Cuba pudiera vender su vacuna a la plataforma COVAX, creada por la Organización Mundial de la Salud para garantizar un acceso justo a las vacunas, ayudando a los países más necesitados del mundo a adquirir las inoculaciones contra el COVID-19 a un precio reducido.
Pero las vacunas deben ser aprobadas primero para su uso de emergencia por parte de la agencia reguladora de la isla y luego aprobadas por la OMS. Los científicos cubanos han prometido publicar pronto los detalles de Soberana en una publicación revisada por pares de la American Chemical Society, dijo Vélez Bencomo.

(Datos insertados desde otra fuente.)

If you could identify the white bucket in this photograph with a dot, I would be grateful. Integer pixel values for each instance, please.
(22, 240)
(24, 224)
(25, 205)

“Todo proyecto de desarrollo de vacunas en América Latina y el Caribe es muy bienvenido. Es muy importante reconocer los esfuerzos de muchos gobiernos e instituciones académicas de nuestra región que están tratando de desarrollar vacunas porque tal vez necesitaremos vacunas contra el coronavirus durante muchos años”, dijo Jarbas Barbosa, director adjunto de la Organización Panamericana de la Salud de la OMS. “Si necesitamos tener refuerzos o vacunas contra las variantes en el futuro, es importante tener más capacidad en la región para producir vacunas”.
Esta historia fue publicada originalmente el 28 de mayo de 2021, 11:41 a. m. with the headline "Cuba apuesta a su destreza biotecnológica al lanzar la vacuna contra el COVID-19."